We often get asked what information a member of staff should send to a student who may be at risk, to let the student know about emergency and out-of-hours crisis support. As university counselling teams are not 24/7 services, it is vital all universities provide clear information on their website about how a student can access crisis support.
Below is an example of the kind of information that works for these purposes.
This information can be tailored to include the details of local services. However, remember your institution is likely to have distance learners, or students outside term-time, who require support in other parts of the country, so make sure that the information works well for these students too.
We recommend all universities publish information like this on a webpage with a memorable shortened URL/web address (e.g., to enable all staff to find it easily when they need to direct a student to it.
You can also 'cut and paste' this information and give a print-out, or email it, to an individual student. In our training sessions, we explore in more detail how to have these conversations with a student you are concerned about.
Sample text for university websites:
If you are a student who needs help right now:
Our university counselling & mental health support team is not an emergency service and not a 24/7 service. We offer appointments as quickly as we can to students who register with our team, but there is generally a waiting time to see us.
If you are a student who is concerned that you might harm yourself, you need to contact an emergency or crisis support service instead.
Below are details of the main emergency and crisis support services. Unless it says otherwise, these are open 24 hours a day, every day:
999 – You can always telephone 999 in an emergency.
Hospital – You can make your way to any hospital which has an Accident and Emergency (A&E) Department. It might help to ask someone to accompany you. This webpage will help you find your nearest hospital.

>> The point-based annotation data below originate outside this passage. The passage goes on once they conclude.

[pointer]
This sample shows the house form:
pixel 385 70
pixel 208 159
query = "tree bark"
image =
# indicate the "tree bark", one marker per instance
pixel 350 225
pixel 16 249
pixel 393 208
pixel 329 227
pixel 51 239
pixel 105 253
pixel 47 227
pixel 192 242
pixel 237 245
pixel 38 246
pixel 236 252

Samaritans – You can telephone Samaritans on 116 123 or send an email (email@example.com). If you need a response immediately, it's best to call on the phone. This number is free to call, and you don’t have to be suicidal to call. Find out here whether you live near a Samaritans branch which you can visit to talk, face-to-face.
Your GP/medical practice – Contact the medical practice at which you are registered and ask for an urgent appointment.
Local crisis support service – You can also find local crisis support services on this site. If a health professional has already given you a Crisis Line number, call it.
Security – If you are on campus, your university may have a Security team that you can contact.
Your hall of residence – If you are in a hall of residence right now, you may have been given details of how to contact a duty member of staff out-of-hours.
Nightline – Your students’ union or university may support a nightline service - a student-run listening service which may in term-time during the evening or overnight. Find out whether your university is covered by a nightline here.
Please do not forget the importance of talking to someone you trust. Let family or friends know what's going on for you. They may be able to offer support and help keep you safe.
There's no right or wrong way to talk about suicidal feelings – starting the conversation is what's important.